Sunday, July 13, 2008

My summer of Elizabethan playwrights

I went to see my actor friend Bruce Barton perform in SIX HUSBANDS OF ELIZABETH THE QUEEN. I was bored out of my mind for most of the show, until the last fifteen minutes when Bruce, who had previously been the chorus, turns into William Shakespeare.

This is quite the summer - that's the second actor from my JANE EYRE cast who has portrayed a famous Elizabethan playwright this summer - Nat Cassidy portrayed Christopher Marlowe in his The Reckoning of Kit and Little Boots. KIT also had Shakespeare in it, although he's a bit of a doofus as written by Nat.

But even so - if you are an actor, you can't do better than being cast as Big Bill no matter how he is portrayed.
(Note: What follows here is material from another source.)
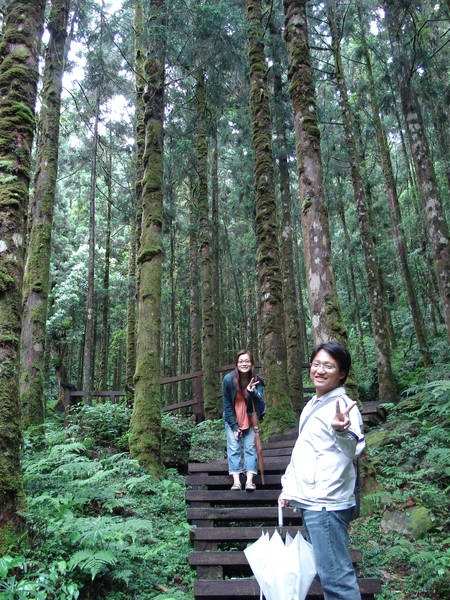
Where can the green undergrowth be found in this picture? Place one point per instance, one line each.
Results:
(411, 456)
(100, 526)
As long as Shakespeare is on stage, the audience is saying to itself "William Shakespeare!" Ain't nobody else matter nearly as much in the scene, including Christopher Marlowe, or Queen Elizabeth, as in SIX HUSBANDS. I'd venture to say that the ONLY literary personage who could share the stage with Shakespeare and not have the scene completely stolen away is Oscar Wilde.

Martin Denton also disliked SIX HUSBANDS which surprises me - usually I completely disagree with Denton, and feel that as a general rule he, like most theater critics, cannot discern shit from Shinola.

I have to wonder why the author thought it would be a good idea to write the entire play in Shakespearean sonnet form. I've written plays with rhyming verse, and I've written sonnets, but I would never attempt an entire play in sonnet form.

Rhyming wasn't the main problem with SIX HUSBANDS, but I'm sure it contributed to the main problem, which was the lack of emotional resonance. Nowhere close to an emotional orgasm. Which, considering there are six husbands is a pretty bad record. Well, technically there were only four husbands, but that's still a huge strike-out percentage.

But Bruce was great, as he always is. And he looks quite dashing in a beard.